In the early days of the artificial intelligence (AI) infrastructure buildout, graphic processing units (GPUs) have been the go-to chips for companies to train AI models and run inference.  GPUs are powerful chips that were originally designed to speed up graphics rendering in video games, but later became used for other applications after Nvidia created a software platform to allow developers to program it chips for other purposes.

However, a number of large tech companies have also started to use custom AI chips, or ASICs (Application Specific Integrated Circuits).  ASICs are custom chips that are designed for very specific purposes.  As such, they tend to perform better and be more efficient at these tasks compared to a GPU, but aren't as flexible in how they can be used.

Let's look a two companies that are helping lead the way with custom AI chips.

Broadcom

When it comes to custom AI chips, Broadcom (AVGO -1.93%) has been the leader in the space.  Alphabet was its first AI chip customer, with Broadcom helping to design its tensor-processing unit (TPU) called Trillium.  This chip was created to specifically work within Google Cloud's TensorFlow (a software library for AI and machine learning).   Alphabet has said these custom chips have several features that make them better than GPUs for AI training and inference. These include having matrix multiply unit (MXUs), which are components used to efficiently perform large matrix multiplications, and SparseCores, which are "dataflow processors that accelerate models relying on embeddings found in recommendation models."   

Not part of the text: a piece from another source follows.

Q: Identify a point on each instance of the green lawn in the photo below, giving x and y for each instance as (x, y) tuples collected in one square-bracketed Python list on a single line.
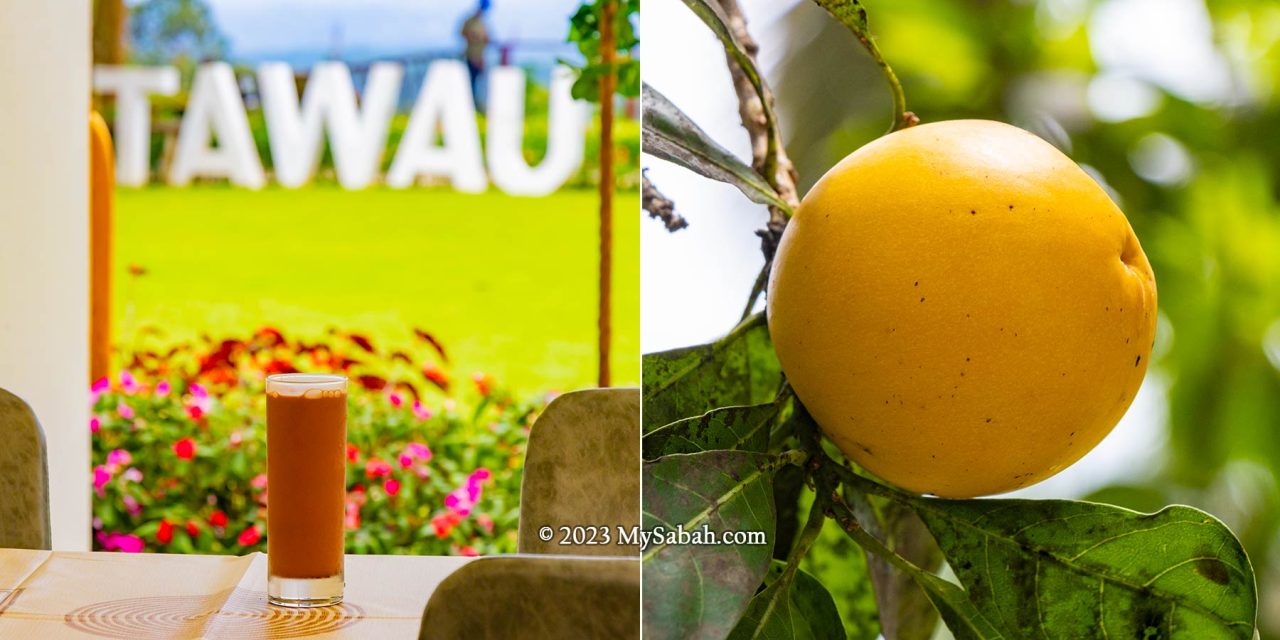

Last quarter, Alphabet credited using a combination of GPUs and TPUs as being a differentiator for its cloud computing segment.  It said its TPUs helped lower costs while also reducing inference time.

Since then, Broadcom has added more custom AI customers, which are believed to be Meta Platforms, ByteDance, OpenAI, and most recently Apple.  The company saw strong growth from AI chips in its fiscal 2024 ending early November, with its AI revenue topping $12 billion, well above its expectations of around $7.5 billion going into the year.      

The company excited investors last quarter when it indicated each of its three initial AI customer could deploy up to 1 million AI chips in 2027, which it said would represent a $60 billion to $90 billion revenue opportunity in 2027 alone.  It added that if its two new customers were able to get their chips into develpment by that time that this opportunity would be even greater. 

While Broadcom isn't likely to win all this business, with some going towards GPUs, it shows the strong customer AI chip opportunity the company has in front of it.  The stock, meanwhile, trades at a forward price-to-earnings (P/E) ratio of 35.5 based on 2025 analyst estimates, which is attractive if it can capture a good share of the 2027 opportunity it has talked about. 

Artist rendering of an AI chip.

Image source: Getty Images

Marvel Technology

Broadcom is not the only company that is helping customers design custom chips.  Marvel (MRVL -2.60%) is also in the custom silicon game as well.  It's best known for helping Amazon with its Trainium chip that is used to help train large language models (LLMs).  

While Broadcom is believed to have completely designed chips for Alphabet based on its needs, Marvel is primarily providing some intellectual property around high speed SerDes (Serializer-Deserializer) with Amazon doing most of the work, according to analysts at Morgan Stanley.  On its fiscal Q3 earnings call in December, Marvel said that it recently signed a a five-year multi-generational deal with Amazon's cloud unit AWS for custom AI products as well as various other data center switches and components.  It said the deal should lead to a significant ramp in volumes between the two companies. 

Amazon is not Marvel's only AI customer, with the company saying it has a range of design wins for both AI accelerators and compute and that other programs would go into production in 2025.  It also said it will have a third large customer soon.  At its AI day, the company said it sees custom AI chips as a $40 billion market opportunity and that it thinks it can take a 20% market share, or $8 billion.

Marvel said it was on track to exceed $1.5 billion in AI revenue this fiscal year, with more growth expected in fiscal 2026.  It said much of this well come from its custom silicon program. 

Outside of custom AI chips, Marvel is very tied to the data center market.  Its data center revenue soared 98% year over year last quarter to $1.1 billion.  Data center revenue now accounts for 73% of its total revenue, up from it being 39% of its total revenue a year ago.  However, overall revenue rose just 7% due to weakness in other end markets.  

Overall, with data center spending continuing to ramp up, Marvel should see strong growth in this area.  The stock currently trades at 42 time next year's earnings estimates, which is a bit on the high side.